Anchorage was hit hard too. Over the course of the storm, almost 3,000 customers of Municipal Light and Power, the utility serving downtown Anchorage, Midtown and surrounding neighborhoods, lost power due to downed trees, said spokeswoman Julie Harris.
One of the areas hardest hit was Mountain View in northeast Anchorage, where 580 customers lost power. ML&P crews worked through the storm and were able to quickly get 180 of them back on line. But it took hours for electricity to be restored for 400 more. Before noon, lights were on for all.
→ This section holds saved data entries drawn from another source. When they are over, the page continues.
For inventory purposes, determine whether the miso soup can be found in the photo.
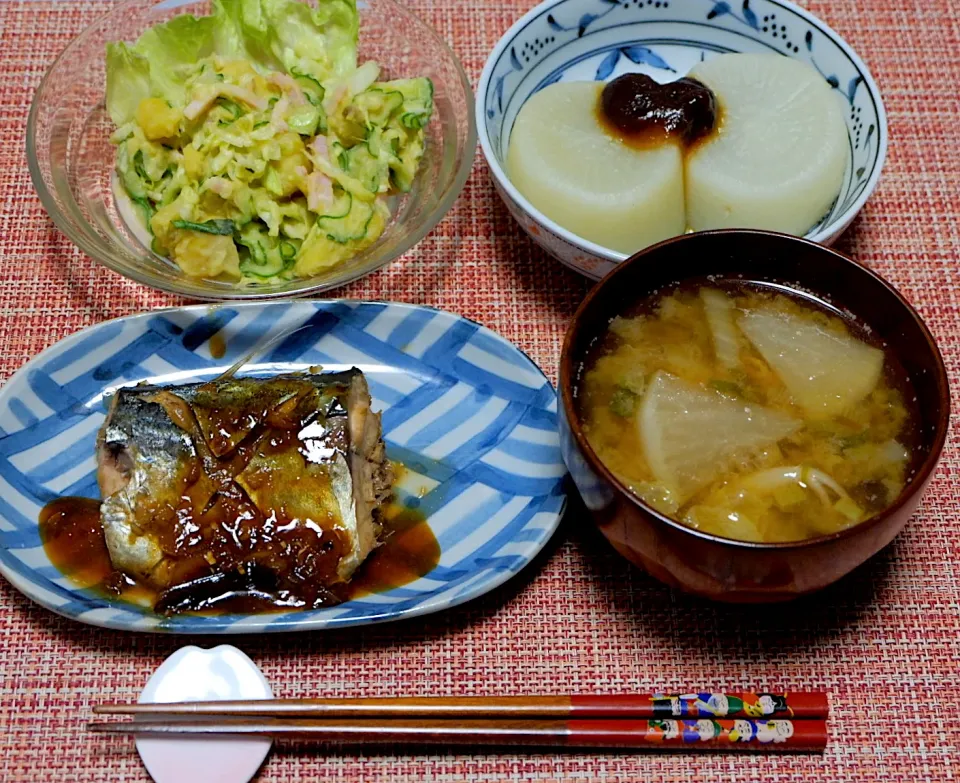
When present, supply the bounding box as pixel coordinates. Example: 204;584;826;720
579;280;916;542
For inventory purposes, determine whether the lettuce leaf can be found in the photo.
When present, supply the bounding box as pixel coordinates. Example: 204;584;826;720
107;0;359;125
214;0;360;80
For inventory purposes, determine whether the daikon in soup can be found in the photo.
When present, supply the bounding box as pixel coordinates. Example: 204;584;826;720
579;280;915;542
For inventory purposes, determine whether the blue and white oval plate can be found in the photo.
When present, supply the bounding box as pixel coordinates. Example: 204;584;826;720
0;301;566;633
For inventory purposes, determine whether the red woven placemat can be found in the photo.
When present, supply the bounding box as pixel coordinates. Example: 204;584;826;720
0;0;960;783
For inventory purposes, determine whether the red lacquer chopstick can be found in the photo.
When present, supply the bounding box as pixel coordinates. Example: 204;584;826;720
87;717;827;752
93;691;829;720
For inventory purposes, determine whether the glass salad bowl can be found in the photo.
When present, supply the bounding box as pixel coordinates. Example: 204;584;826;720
27;0;477;300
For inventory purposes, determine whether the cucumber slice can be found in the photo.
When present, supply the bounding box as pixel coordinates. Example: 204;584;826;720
237;221;288;279
290;68;327;106
347;144;390;193
353;87;403;128
317;192;374;245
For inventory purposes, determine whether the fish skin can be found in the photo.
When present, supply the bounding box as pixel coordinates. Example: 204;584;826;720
97;369;389;587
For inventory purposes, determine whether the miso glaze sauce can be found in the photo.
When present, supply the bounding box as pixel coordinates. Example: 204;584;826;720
40;497;440;614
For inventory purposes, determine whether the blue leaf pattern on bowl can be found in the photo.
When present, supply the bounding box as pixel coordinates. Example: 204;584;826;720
620;44;676;73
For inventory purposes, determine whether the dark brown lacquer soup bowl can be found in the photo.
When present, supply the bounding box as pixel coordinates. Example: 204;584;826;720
560;230;950;603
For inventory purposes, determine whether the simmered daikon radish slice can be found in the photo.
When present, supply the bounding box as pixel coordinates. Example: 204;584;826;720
739;310;883;418
700;288;740;369
686;54;849;234
637;372;801;503
507;82;686;253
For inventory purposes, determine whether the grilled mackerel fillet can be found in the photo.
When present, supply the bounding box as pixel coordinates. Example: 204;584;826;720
97;369;392;611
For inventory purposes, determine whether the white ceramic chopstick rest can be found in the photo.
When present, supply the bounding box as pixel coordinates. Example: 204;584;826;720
136;644;273;783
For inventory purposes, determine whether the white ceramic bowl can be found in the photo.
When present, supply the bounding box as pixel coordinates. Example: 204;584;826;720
476;0;887;279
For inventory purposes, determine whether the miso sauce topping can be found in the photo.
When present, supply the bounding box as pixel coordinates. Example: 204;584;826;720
597;73;719;146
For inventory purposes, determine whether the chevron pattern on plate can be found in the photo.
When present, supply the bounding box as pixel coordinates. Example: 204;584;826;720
0;301;565;633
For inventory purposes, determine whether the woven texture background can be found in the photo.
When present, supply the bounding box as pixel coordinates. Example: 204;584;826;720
0;0;960;783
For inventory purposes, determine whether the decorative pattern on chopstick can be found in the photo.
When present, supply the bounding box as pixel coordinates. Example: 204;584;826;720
570;691;829;719
87;717;827;752
93;691;829;719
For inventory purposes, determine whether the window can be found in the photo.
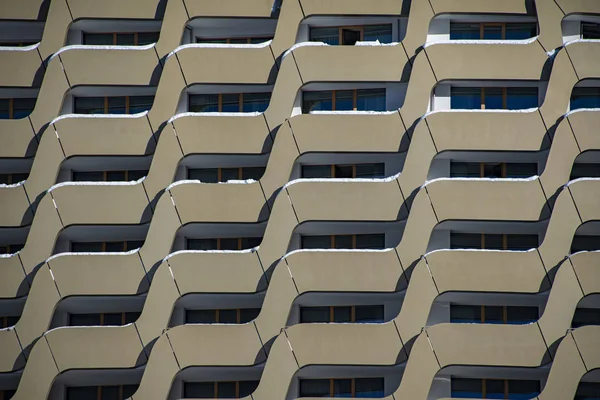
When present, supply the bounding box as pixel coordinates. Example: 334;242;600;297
450;304;539;325
69;312;141;326
450;22;537;40
569;163;600;180
302;89;386;114
450;377;540;399
183;381;259;399
187;167;265;183
302;163;385;178
71;240;144;253
581;22;600;39
0;98;37;119
299;378;384;398
571;235;600;254
73;96;154;114
571;307;600;328
450;161;537;178
450;87;538;110
67;385;139;400
571;87;600;111
309;24;392;46
72;170;148;182
450;232;538;250
185;308;260;324
83;32;160;46
186;237;262;250
301;233;385;249
188;92;271;112
300;305;384;324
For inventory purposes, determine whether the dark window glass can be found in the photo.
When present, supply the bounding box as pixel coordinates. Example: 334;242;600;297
73;97;104;114
506;87;538;110
83;32;114;46
242;93;271;112
129;96;154;114
310;27;340;46
568;163;600;180
356;89;387;111
299;379;330;397
302;91;333;114
300;307;330;324
13;98;36;119
571;308;600;328
354;305;384;324
450;87;481;110
356;233;385;249
188;94;219;112
302;165;332;178
363;24;392;43
301;235;331;249
185;310;217;324
450;22;480;40
187;239;217;250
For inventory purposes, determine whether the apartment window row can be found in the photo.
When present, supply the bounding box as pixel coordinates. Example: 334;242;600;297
450;86;538;110
450;304;539;325
450;22;538;40
450;232;538;250
302;89;386;114
69;312;141;326
185;308;260;324
302;163;385;178
309;24;392;46
188;92;271;112
301;233;385;249
450;378;541;399
71;240;144;253
300;305;384;324
73;96;154;114
183;381;259;399
0;97;37;119
72;170;148;182
186;237;262;250
83;32;160;46
299;378;385;398
187;167;265;183
67;385;139;400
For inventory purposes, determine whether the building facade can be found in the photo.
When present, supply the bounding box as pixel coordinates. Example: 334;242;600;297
0;0;600;400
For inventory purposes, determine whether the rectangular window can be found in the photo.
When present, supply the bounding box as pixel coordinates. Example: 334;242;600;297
302;89;387;114
73;96;154;114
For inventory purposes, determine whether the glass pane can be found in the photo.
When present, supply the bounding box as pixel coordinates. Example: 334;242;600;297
83;33;114;46
356;233;385;250
188;168;219;183
73;97;104;114
108;97;127;114
301;235;331;249
185;310;217;324
302;165;332;178
363;24;392;43
13;99;37;119
450;87;481;110
450;22;480;40
243;93;271;112
187;239;217;250
302;91;333;114
188;94;219;112
354;305;384;324
300;307;330;324
310;27;340;46
356;89;387;111
506;87;538;110
129;96;154;114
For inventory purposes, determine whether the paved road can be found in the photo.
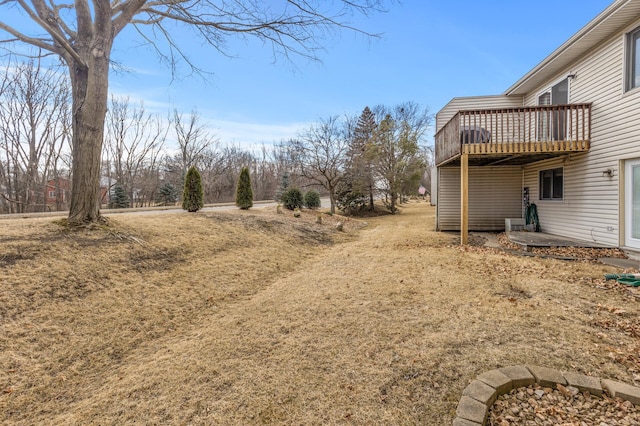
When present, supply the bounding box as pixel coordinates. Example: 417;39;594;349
0;197;329;220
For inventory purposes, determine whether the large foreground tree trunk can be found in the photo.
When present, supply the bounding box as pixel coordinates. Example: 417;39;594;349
68;28;111;225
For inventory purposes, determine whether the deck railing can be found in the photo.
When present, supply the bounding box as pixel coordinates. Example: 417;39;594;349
435;104;591;164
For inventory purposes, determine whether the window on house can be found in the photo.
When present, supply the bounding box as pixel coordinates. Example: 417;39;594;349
626;28;640;90
540;167;564;200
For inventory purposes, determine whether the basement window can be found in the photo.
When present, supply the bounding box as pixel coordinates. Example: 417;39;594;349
540;167;564;200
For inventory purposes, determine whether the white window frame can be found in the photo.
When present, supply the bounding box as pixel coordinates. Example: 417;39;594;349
538;166;565;202
624;27;640;92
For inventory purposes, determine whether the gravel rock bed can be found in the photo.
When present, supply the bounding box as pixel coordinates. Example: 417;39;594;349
486;385;640;426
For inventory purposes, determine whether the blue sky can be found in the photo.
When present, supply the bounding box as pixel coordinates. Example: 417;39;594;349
0;0;611;146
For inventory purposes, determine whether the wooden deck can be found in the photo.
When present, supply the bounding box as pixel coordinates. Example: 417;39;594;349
435;104;591;166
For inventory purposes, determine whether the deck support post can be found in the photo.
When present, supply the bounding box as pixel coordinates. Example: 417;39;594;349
460;153;469;245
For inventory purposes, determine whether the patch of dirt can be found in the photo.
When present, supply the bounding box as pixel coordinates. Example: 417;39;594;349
0;202;640;426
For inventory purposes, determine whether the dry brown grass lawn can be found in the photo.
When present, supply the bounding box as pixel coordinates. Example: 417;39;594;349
0;203;640;425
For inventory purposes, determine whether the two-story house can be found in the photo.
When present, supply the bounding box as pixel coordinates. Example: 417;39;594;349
435;0;640;249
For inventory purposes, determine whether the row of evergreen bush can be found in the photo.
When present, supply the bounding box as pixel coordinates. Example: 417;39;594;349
280;187;320;210
182;167;320;212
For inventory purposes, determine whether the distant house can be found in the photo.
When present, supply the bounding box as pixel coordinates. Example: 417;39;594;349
434;0;640;249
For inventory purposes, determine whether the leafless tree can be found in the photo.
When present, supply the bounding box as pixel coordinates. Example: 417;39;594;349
0;0;383;225
0;60;70;212
291;117;349;213
171;110;217;177
105;96;168;206
369;102;431;213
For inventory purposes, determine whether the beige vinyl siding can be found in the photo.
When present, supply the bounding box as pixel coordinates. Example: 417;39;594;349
436;95;523;133
524;21;640;246
437;167;522;231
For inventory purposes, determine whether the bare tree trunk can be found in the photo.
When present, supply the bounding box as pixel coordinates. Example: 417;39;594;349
68;49;111;225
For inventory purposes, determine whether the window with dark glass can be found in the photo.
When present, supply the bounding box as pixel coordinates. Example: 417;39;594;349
626;28;640;90
540;167;564;200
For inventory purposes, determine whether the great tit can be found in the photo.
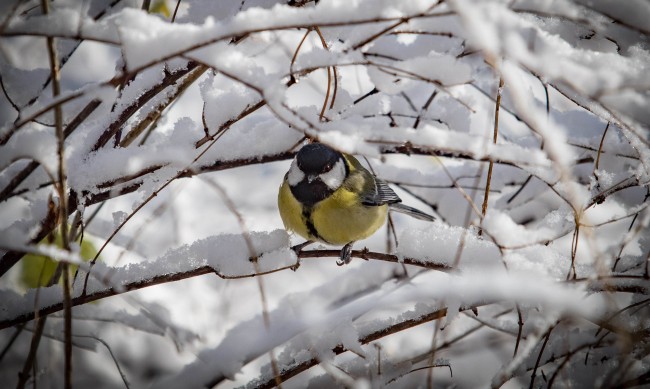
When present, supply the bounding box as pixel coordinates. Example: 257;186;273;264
278;143;435;266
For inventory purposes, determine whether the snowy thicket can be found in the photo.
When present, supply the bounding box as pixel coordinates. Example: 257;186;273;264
0;0;650;388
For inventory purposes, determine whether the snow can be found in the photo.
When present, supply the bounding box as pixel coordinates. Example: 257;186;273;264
0;0;650;389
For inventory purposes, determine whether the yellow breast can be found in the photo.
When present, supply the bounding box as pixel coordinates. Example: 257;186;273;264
278;182;388;245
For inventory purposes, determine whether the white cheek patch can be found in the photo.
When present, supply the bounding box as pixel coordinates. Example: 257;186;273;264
318;159;345;190
287;159;305;186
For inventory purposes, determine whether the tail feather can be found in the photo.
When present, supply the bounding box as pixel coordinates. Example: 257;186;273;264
390;203;436;222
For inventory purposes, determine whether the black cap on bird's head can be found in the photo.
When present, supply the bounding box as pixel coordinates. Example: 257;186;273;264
296;143;343;175
286;143;348;206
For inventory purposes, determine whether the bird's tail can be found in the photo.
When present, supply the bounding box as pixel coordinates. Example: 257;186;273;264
390;203;436;222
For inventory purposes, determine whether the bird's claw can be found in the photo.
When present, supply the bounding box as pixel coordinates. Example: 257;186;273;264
336;242;354;266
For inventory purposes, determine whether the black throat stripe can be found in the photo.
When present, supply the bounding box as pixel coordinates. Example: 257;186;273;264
302;206;327;243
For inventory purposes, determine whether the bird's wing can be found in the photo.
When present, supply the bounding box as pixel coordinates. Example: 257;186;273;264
361;177;402;206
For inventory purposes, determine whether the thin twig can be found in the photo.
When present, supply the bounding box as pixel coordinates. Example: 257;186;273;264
479;77;503;229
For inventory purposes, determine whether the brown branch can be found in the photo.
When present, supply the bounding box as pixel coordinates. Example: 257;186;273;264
0;250;452;329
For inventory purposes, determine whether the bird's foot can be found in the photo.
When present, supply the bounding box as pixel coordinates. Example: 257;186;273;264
336;242;354;266
290;240;314;271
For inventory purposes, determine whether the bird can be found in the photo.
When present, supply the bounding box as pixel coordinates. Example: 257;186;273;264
278;142;435;266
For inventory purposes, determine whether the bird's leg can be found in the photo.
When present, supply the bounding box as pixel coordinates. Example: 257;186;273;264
291;240;314;271
336;242;354;266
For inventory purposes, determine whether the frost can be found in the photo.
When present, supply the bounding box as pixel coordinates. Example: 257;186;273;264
0;0;650;388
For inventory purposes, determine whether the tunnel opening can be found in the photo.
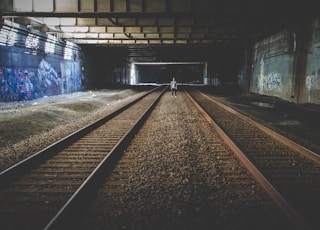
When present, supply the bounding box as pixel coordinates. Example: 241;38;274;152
130;62;207;85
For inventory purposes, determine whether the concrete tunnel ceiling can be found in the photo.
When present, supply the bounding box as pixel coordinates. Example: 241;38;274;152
0;0;314;47
0;0;317;84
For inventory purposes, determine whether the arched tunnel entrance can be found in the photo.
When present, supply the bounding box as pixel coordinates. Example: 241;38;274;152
130;62;207;85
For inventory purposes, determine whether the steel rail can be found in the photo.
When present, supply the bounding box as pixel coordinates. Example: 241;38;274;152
44;86;168;230
187;93;312;230
198;91;320;164
0;86;161;188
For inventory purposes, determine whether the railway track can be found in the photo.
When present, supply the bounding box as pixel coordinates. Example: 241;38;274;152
0;87;165;230
0;89;319;230
57;92;308;230
191;91;320;229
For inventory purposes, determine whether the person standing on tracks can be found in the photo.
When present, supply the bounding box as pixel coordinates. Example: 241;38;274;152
170;77;178;97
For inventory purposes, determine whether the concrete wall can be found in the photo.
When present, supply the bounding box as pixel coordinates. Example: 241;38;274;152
299;18;320;104
249;29;295;100
0;20;83;102
249;18;320;104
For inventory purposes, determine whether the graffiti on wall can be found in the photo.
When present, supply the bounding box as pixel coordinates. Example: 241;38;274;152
256;59;282;94
0;59;81;102
305;69;320;102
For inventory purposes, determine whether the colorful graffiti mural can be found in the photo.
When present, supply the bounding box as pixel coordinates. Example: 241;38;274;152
0;59;82;102
256;59;282;94
305;69;320;102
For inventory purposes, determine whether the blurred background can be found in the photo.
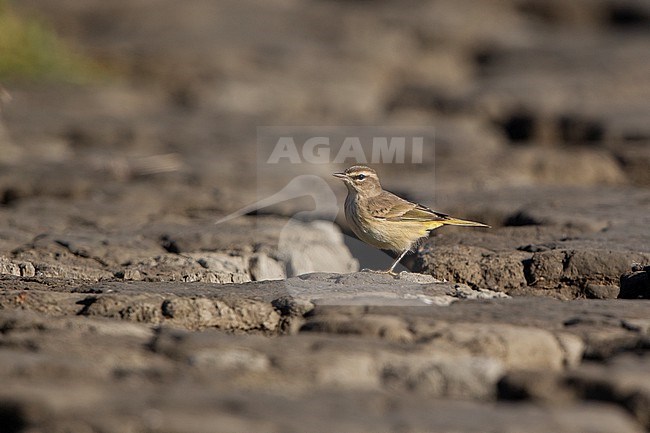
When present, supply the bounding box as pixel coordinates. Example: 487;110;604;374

Almost 3,000 customers of Chugach Electric Association were without power as of 7:30 a.m. Wednesday. By mid-afternoon, the number without was down to about 300. Customers lost power in the Anchorage Bowl, Hope, Indian, Cooper Landing and, across Cook Inlet, in Tyonek, said spokeswoman Sarah Wiggers. Crews were trying to reach all the spots.
Detailed reports on the full extent of the outages will take a few days to compile, the utility representatives said.
To reduce the risk of fires from downed trees, the municipality of Anchorage is reopening its South Anchorage woodlot, which had just closed for the season. The lot, at 100th Avenue and C Street, will be open 10 a.m. to 6 p.m. this Thursday through Monday, according to the Anchorage Fire Department.